Gascony in south west France is the home of D’Artagnan, the main character in Alexandre Dumas’s The Three Musketeers. It is home to the hero of the play Cyrano de Bergerac and to Henry III of Navarre who later became Henry IV, king of France.
It is also where Armagnac is produced. In the 14th century cardinal Prior Vital Dufour – a Franciscan theologian and scholastic philosopher – is said to have claimed the spirit had 40 virtues.
He said: “It makes disappear redness and burning of the eyes, and stops them from tearing; it cures hepatitis, sober consumption adhering. It cures gout, cankers and fistula by ingestion; restores the paralysed member by massage; and heals wounds of the skin by application.
“It enlivens the spirit, partaken in moderation; recalls the past to memory, renders men joyous; preserves youth and retards senility. And when retained in the mouth, it loosens the tongue and emboldens the wit, if someone timid from time to time himself permits.”
Divine endorsement indeed.
Amanda Garnham, at the Bureau National Interprofessionel de l’Armagnac’s (BNIA), puts it succinctly: “Armagnac is the oldest brandy in France. It celebrated its 700th anniversary in 2010. It is a noble spirit with a long history. It is not elitist, nor very expensive.

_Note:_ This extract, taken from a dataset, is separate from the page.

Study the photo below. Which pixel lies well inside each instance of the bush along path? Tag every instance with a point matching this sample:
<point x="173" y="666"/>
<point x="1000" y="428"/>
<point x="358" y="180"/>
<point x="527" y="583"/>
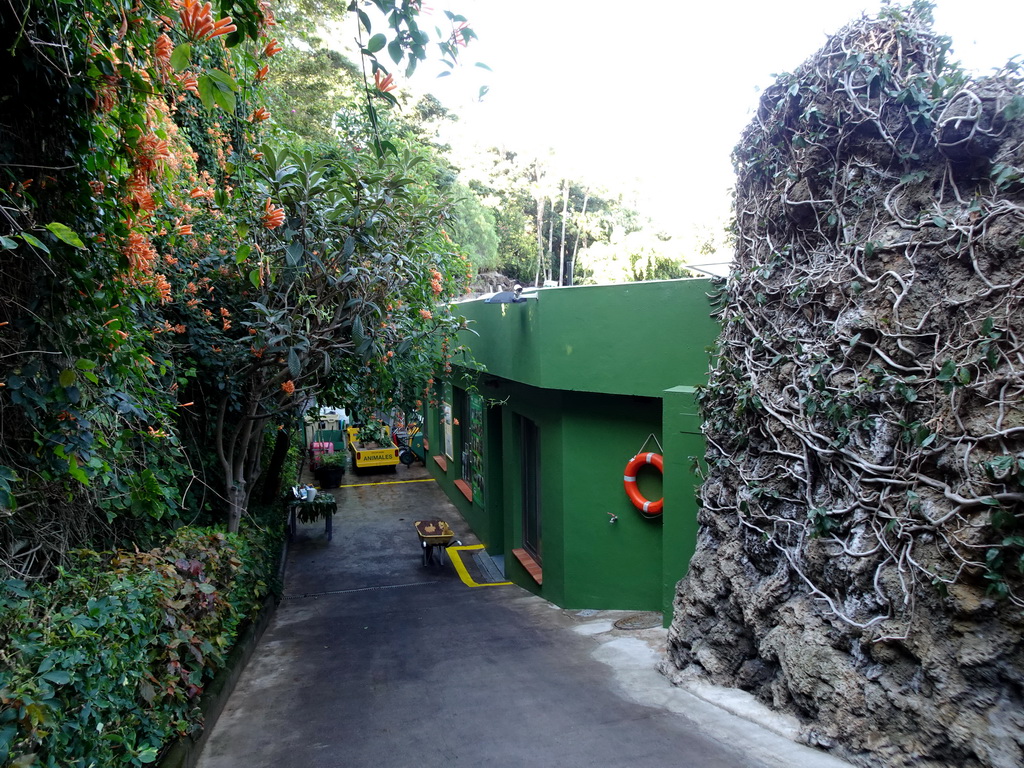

“An artisanal and traditional product, armagnac is made by families, not industries. Most producers are small in comparison to the other famous brandy [cognac]. Although there are similarities, it should not be compared for many reasons: different terroirs, different climate, more diversity in grape varieties – 10 permitted in the AOC of which four main ones are used: Ugni Blanc 55%, Baco Blanc 35%, Folle Blanche 5%, Colombard 5%, using Gascon oak most of the time.”
Garnham says the armagnac category has changed dramatically since she started working for the BNIA in 2003. At that time the sales split was: France 60%, export 40%. Now exports account for 60% of sales. Where the UK was once the most important export market for armagnac, it is now the Asian markets.
“One consideration for a decline in the UK market – and others, has been the economic climate, though in the past year I have noticed a change of direction in favour of armagnac as bartenders become more aware of its existence and the fun they can have with all of those flavours when creating original cocktails,” says Garnham.
The BNIA has created Armagnac Academies. In London, AAs are a full-day educational programme followed by an exam. The academies are going to be extended to other countries: US in October and Russia will follow. The BNIA has ambassadors in London, New York, Chicago, (soon San Francisco) and Moscow. Each of these ambassadors organises and presents masterclasses to educate professionals and consumers alike.
Garnham, a veritable Joan of Arc for armagnac, takes on the battle herself by visiting bartenders in their bars and offering masterclasses with tastings. The BNIA organises educational trips to the region. “Bartenders are artists and once presented with the full array of diversity, they can then discover and play with the product and its many different facets,” she says.